Dabigatran etexilate is an oral, reversible direct thrombin inhibitor that is approved in the EU and several other countries for the prevention of venous thromboembolism after elective hip and knee replacement, and is in advanced clinical development for other thromboembolic disorders. Dabigatran has a predictable pharmacokinetic profile, allowing for a fixed-dose regimen without the need for routine coagulation monitoring. In certain clinical situations such as serious bleeding into critical organs (e.g. intracerebral bleeding), potential overdose and emergency surgery, clinicians will need to make an assessment of the anticoagulant status of a patient receiving dabigatran before deciding on future management strategies. If available, thrombin clotting time (TT), ecarin clotting time (ECT) and TT determined by Hemoclot thrombin inhibitor assay are sensitive tests to evaluate the anticoagulant effects of dabigatran. Prothrombin time (INR) is less sensitive than other assays and cannot be recommended. The activated partial thromboplastin time (aPTT) can provide a useful qualitative assessment of anticoagulant activity but is less sensitive at supratherapeutic dabigatran levels.
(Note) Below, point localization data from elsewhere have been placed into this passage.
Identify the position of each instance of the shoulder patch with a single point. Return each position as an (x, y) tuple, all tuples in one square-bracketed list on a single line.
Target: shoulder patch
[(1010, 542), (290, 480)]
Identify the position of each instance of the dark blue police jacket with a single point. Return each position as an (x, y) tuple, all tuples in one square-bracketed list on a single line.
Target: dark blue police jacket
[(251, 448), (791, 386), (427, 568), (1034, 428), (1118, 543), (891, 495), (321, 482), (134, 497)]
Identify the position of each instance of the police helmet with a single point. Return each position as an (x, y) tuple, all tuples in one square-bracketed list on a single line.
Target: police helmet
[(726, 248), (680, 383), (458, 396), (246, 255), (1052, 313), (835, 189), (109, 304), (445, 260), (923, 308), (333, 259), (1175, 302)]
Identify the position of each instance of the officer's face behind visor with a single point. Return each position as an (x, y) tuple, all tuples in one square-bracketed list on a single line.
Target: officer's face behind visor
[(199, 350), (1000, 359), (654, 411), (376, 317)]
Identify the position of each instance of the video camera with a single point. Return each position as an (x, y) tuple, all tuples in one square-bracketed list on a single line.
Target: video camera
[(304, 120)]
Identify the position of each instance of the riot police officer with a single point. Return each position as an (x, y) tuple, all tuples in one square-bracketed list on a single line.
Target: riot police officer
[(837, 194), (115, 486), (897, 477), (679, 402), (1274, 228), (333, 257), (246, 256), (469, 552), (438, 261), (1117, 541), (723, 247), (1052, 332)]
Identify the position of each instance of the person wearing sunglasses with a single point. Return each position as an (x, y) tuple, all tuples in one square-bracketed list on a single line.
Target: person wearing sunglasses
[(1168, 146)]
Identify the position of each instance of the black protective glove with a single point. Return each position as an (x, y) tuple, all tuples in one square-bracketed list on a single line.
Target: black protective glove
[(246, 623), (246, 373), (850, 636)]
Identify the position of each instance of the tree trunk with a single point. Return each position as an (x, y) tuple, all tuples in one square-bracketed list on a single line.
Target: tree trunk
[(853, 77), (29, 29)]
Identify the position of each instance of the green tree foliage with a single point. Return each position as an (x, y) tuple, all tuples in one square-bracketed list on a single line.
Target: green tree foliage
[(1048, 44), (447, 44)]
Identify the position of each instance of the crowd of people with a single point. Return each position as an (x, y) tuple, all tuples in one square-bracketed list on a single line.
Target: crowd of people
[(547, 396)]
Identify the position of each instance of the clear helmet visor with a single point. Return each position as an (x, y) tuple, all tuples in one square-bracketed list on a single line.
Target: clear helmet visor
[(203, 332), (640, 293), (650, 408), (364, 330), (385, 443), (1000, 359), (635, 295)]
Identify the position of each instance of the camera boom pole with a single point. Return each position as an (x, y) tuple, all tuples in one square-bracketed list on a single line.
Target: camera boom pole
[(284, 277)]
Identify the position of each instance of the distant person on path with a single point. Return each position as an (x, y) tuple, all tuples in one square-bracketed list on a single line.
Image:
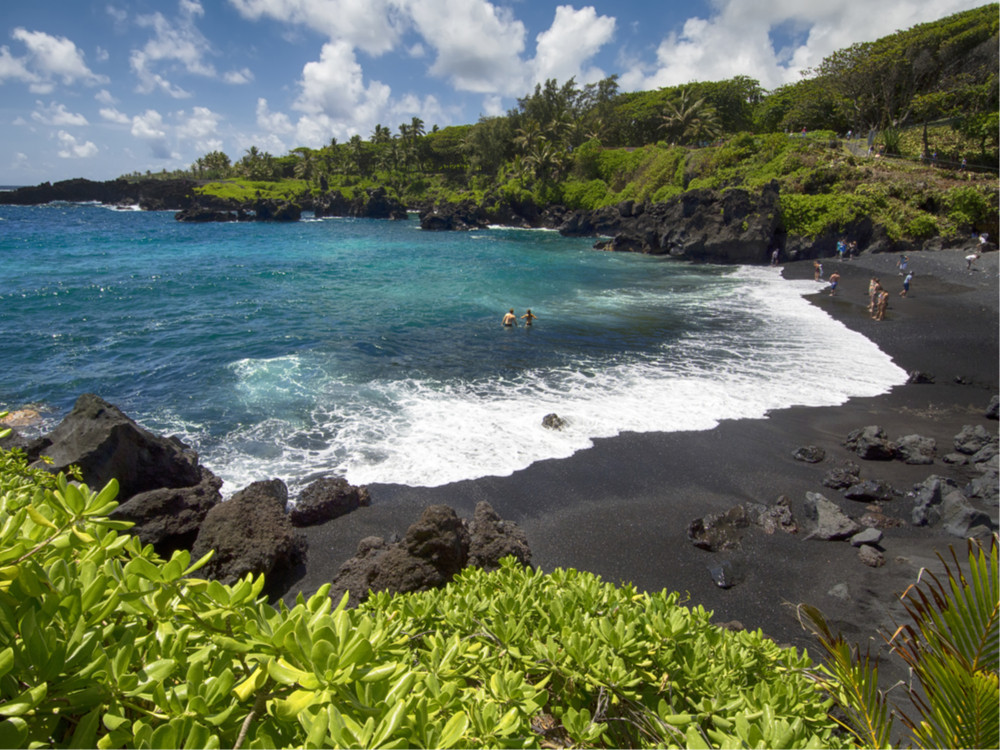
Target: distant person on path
[(834, 280), (874, 289), (881, 305)]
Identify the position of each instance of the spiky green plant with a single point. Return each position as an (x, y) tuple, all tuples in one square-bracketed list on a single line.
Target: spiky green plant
[(951, 647)]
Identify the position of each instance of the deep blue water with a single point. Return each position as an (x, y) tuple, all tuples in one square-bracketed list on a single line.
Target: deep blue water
[(374, 350)]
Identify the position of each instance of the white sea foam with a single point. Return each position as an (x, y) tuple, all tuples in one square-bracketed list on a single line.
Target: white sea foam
[(427, 434)]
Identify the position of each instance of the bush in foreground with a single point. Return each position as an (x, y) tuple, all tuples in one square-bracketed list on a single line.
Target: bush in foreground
[(104, 644)]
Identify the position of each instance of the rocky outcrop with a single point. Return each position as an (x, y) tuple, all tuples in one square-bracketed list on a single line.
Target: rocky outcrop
[(871, 443), (169, 518), (733, 226), (372, 204), (326, 499), (453, 216), (151, 195), (826, 521), (106, 444), (251, 533), (434, 549)]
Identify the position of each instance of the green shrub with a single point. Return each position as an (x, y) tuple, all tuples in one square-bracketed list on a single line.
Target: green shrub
[(966, 206), (922, 227), (103, 644), (586, 195)]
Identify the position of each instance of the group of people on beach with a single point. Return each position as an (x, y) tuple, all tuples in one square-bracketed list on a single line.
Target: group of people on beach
[(510, 319)]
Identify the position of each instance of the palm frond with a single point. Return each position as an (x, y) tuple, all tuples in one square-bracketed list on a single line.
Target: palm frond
[(852, 683)]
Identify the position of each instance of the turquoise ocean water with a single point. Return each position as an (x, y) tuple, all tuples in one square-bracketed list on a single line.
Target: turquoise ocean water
[(374, 350)]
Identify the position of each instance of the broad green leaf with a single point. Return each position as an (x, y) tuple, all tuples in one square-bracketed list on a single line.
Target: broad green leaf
[(453, 731)]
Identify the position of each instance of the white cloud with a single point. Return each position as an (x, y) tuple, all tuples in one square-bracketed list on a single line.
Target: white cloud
[(371, 25), (334, 99), (111, 114), (272, 122), (478, 45), (738, 38), (57, 115), (574, 37), (238, 77), (148, 127), (49, 59), (173, 42), (71, 148), (201, 126)]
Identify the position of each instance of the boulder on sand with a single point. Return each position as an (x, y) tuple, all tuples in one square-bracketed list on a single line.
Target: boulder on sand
[(106, 444), (434, 549), (326, 499), (169, 518), (251, 533)]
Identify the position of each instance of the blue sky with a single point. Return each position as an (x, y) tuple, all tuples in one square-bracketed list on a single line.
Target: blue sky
[(100, 88)]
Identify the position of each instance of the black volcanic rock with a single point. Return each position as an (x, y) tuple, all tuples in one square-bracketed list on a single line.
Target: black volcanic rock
[(106, 444), (250, 533)]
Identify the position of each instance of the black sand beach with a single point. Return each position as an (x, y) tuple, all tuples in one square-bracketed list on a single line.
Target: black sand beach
[(622, 508)]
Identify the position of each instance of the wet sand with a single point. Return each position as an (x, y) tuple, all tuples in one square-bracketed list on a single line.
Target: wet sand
[(621, 509)]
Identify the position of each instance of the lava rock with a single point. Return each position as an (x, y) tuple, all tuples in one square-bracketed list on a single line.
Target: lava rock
[(326, 499)]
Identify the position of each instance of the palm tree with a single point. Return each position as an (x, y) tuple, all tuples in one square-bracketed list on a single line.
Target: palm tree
[(688, 122), (952, 648)]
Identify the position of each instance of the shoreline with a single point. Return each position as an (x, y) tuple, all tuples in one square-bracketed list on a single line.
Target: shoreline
[(621, 508)]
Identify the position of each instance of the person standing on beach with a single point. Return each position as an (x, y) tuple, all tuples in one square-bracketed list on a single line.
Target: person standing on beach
[(881, 305), (906, 284), (874, 289)]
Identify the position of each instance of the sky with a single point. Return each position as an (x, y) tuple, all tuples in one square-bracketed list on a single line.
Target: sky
[(102, 88)]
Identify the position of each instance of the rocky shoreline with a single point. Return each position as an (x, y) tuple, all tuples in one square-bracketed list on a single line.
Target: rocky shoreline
[(839, 507), (733, 226)]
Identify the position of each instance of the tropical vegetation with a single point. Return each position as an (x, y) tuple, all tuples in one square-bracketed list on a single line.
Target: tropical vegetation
[(922, 102), (104, 644)]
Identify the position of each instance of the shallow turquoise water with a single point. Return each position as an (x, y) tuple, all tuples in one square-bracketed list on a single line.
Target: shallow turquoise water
[(373, 349)]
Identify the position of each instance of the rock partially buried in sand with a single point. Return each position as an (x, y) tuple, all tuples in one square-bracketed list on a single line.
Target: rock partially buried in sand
[(973, 439), (871, 444), (843, 476), (870, 491), (826, 520), (251, 533), (916, 450), (553, 422), (811, 454), (866, 536), (326, 499), (871, 556)]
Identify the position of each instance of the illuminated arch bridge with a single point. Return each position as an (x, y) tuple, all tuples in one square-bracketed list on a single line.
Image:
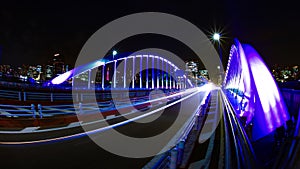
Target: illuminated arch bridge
[(134, 71)]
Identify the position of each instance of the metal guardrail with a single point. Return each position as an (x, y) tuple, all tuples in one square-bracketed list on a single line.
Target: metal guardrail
[(244, 152), (17, 111), (68, 96)]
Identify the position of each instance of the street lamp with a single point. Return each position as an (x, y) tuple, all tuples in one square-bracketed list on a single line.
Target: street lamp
[(114, 53), (115, 68), (217, 37)]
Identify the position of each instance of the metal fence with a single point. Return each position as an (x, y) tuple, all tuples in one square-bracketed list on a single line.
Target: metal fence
[(292, 100)]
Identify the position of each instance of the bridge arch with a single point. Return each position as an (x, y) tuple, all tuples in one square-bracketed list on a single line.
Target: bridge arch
[(158, 72)]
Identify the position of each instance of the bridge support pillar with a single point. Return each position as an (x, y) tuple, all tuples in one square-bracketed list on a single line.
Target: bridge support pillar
[(147, 72), (141, 69), (157, 72), (173, 160), (89, 79), (115, 73), (124, 76), (166, 74), (162, 72), (133, 71), (102, 78), (152, 73)]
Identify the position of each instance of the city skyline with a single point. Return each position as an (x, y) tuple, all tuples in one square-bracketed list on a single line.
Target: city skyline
[(33, 32)]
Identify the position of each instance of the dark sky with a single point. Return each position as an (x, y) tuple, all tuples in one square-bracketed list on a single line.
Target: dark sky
[(31, 32)]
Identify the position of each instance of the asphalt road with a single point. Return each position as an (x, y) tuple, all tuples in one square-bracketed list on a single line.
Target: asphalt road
[(84, 153)]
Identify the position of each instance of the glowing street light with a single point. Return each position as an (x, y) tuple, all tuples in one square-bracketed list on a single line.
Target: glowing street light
[(114, 53), (115, 68), (216, 36)]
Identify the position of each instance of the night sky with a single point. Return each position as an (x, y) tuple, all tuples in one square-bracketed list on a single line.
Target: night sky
[(31, 32)]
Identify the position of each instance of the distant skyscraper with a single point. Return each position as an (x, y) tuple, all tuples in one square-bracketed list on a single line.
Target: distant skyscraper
[(58, 65)]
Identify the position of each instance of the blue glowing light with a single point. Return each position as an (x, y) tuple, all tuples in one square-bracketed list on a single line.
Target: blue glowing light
[(216, 36), (255, 91)]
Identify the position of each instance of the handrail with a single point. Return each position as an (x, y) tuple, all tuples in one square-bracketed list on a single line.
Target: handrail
[(241, 135)]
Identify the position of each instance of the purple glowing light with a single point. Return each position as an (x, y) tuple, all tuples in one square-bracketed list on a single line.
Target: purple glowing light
[(248, 75), (62, 78)]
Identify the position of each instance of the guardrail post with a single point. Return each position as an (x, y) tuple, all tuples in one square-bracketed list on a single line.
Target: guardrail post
[(80, 107), (180, 151), (173, 160), (197, 122), (40, 110), (24, 96), (20, 96), (33, 110)]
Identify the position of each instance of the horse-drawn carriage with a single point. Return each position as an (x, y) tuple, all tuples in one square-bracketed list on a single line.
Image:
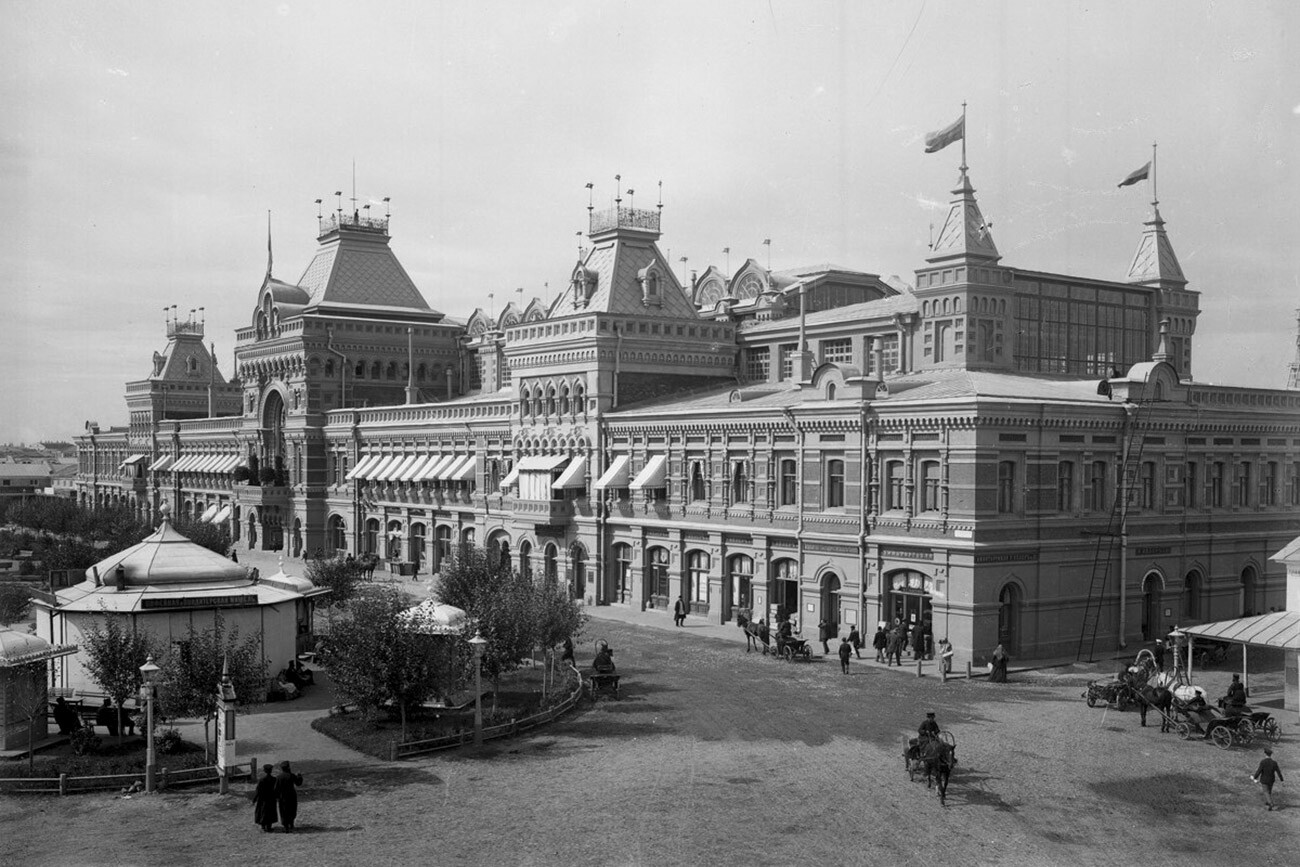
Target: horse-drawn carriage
[(934, 757)]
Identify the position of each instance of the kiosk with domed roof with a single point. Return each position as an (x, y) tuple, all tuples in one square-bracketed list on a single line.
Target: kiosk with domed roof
[(170, 586)]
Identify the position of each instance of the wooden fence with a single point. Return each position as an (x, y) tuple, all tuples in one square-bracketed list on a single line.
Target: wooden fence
[(490, 732), (64, 784)]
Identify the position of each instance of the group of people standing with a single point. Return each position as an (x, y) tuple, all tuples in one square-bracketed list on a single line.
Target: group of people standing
[(276, 797)]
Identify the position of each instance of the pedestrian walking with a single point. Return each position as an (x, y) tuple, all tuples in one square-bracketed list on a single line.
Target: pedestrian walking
[(880, 641), (264, 800), (1266, 775), (286, 796)]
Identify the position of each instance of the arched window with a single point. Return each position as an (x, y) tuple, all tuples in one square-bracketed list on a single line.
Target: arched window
[(657, 575), (697, 579), (740, 575), (1192, 597), (623, 573), (697, 482), (372, 536), (551, 564)]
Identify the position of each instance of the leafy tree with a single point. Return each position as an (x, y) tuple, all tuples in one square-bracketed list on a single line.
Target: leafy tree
[(14, 601), (193, 671), (342, 576), (377, 655), (113, 657)]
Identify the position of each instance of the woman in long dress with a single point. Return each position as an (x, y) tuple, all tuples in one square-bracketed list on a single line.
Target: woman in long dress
[(1000, 660), (264, 800)]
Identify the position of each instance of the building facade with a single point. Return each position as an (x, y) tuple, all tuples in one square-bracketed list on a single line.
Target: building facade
[(1006, 455)]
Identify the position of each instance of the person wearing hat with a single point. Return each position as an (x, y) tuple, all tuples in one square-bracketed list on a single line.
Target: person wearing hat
[(286, 796), (1266, 774), (264, 800), (928, 728)]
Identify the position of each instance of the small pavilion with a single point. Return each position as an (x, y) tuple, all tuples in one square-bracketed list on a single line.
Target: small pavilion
[(169, 586), (25, 689)]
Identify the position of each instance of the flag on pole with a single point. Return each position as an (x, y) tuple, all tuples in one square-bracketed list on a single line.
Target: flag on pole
[(954, 131), (1136, 174)]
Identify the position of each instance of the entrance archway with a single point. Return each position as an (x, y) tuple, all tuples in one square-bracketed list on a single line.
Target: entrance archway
[(909, 597), (831, 602), (1152, 624), (1009, 606)]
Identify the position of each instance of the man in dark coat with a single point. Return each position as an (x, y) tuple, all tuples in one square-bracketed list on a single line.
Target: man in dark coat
[(1266, 775), (286, 796), (264, 800)]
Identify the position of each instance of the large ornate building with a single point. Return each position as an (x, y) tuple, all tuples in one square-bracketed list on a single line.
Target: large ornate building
[(1010, 455)]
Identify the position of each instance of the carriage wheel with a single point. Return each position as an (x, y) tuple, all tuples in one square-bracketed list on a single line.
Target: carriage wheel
[(1272, 729)]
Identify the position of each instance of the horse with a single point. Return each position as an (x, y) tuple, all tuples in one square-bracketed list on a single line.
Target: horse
[(1158, 697), (940, 758)]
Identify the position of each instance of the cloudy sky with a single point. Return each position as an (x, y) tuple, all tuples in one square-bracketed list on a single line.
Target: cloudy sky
[(143, 144)]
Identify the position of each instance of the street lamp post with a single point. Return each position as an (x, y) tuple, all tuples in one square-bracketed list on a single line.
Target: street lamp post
[(148, 677), (477, 644)]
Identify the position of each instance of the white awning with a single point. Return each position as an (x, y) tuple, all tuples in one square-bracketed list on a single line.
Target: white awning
[(395, 468), (573, 475), (467, 471), (654, 473), (534, 463), (377, 471), (434, 467), (616, 476), (454, 467), (363, 467)]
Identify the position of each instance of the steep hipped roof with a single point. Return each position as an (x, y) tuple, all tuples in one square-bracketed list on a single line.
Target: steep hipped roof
[(965, 233), (355, 268), (1155, 260)]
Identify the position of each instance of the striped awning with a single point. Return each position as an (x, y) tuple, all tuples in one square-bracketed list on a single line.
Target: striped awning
[(654, 473), (616, 476), (573, 475), (1277, 629), (363, 467)]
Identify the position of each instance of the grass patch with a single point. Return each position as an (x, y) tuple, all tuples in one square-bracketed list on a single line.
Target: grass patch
[(108, 758)]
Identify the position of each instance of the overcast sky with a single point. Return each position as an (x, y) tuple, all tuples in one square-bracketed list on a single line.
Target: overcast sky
[(143, 144)]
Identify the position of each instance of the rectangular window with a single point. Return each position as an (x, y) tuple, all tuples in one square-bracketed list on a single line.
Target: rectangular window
[(1217, 480), (788, 494), (1095, 494), (837, 351), (1242, 495), (930, 486), (1065, 486), (833, 484), (1006, 486), (893, 485), (788, 351), (1147, 485)]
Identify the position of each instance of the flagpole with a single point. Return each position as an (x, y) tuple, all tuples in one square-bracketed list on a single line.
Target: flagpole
[(963, 138), (1155, 194)]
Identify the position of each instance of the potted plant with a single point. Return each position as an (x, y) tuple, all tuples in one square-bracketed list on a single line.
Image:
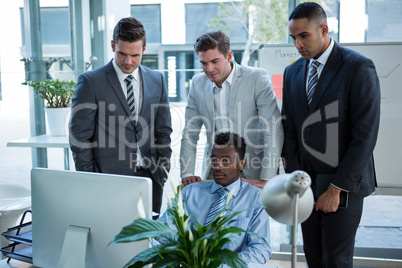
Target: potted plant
[(191, 245), (57, 95)]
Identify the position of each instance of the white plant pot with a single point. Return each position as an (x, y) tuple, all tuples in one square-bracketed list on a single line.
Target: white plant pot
[(57, 120)]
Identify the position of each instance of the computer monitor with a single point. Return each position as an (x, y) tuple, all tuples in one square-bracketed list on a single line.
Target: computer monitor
[(70, 200)]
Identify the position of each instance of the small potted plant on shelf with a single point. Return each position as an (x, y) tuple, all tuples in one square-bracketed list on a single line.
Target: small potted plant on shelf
[(57, 95), (191, 245)]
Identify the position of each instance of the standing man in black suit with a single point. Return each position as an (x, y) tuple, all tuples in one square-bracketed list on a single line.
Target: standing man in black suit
[(331, 117), (120, 119)]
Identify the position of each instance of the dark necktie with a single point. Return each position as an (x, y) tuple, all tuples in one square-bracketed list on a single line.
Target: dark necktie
[(130, 93), (218, 205), (312, 81)]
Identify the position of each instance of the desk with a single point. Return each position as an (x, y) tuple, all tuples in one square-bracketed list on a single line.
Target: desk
[(45, 141), (18, 264)]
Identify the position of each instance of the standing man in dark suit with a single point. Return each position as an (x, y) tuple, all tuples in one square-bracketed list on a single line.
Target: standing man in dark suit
[(331, 118), (120, 119)]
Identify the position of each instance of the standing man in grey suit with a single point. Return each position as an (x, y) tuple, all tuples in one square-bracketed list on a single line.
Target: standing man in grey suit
[(120, 120), (229, 97), (331, 114)]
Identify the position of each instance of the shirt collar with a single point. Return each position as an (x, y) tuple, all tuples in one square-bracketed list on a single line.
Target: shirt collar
[(229, 79), (235, 185), (122, 75), (324, 57)]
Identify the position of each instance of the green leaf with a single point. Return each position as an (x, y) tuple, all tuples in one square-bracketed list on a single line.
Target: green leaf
[(229, 257), (142, 229), (148, 256)]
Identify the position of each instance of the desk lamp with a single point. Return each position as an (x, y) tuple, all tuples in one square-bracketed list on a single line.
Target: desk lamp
[(289, 199)]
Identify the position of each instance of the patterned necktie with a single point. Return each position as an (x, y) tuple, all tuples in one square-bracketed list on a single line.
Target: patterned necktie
[(218, 205), (312, 81), (130, 93)]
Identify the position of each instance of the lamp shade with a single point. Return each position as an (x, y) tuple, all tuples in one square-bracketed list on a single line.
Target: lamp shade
[(278, 194)]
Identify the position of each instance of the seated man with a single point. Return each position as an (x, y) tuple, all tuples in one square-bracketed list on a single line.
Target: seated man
[(227, 161)]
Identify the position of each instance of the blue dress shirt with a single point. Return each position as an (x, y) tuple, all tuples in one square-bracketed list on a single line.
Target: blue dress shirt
[(199, 198)]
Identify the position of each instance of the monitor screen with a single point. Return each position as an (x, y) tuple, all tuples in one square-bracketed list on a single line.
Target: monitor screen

There are limited data for activated clotting time (ACT). Overall, the aPTT and TT are the most accessible qualitative methods for determining the presence or absence of anticoagulant effect. Although there is no specific antidote to antagonise the anticoagulant effect of dabigatran, due to its short duration of effect drug discontinuation is usually sufficient to reverse any excessive anticoagulant activity. In case of potential overdose, the feasibility of early administration of activated charcoal and subsequent charcoal filtration are undergoing preclinical evaluation. Dabigatran can also be dialysed in patients with renal impairment. In instances of life-threatening bleeding, where conventional measures have failed or are unavailable, other non-specific prohaemo -static agents such as recombinant activated factor VII and prothrombin complex concentrates can be considered.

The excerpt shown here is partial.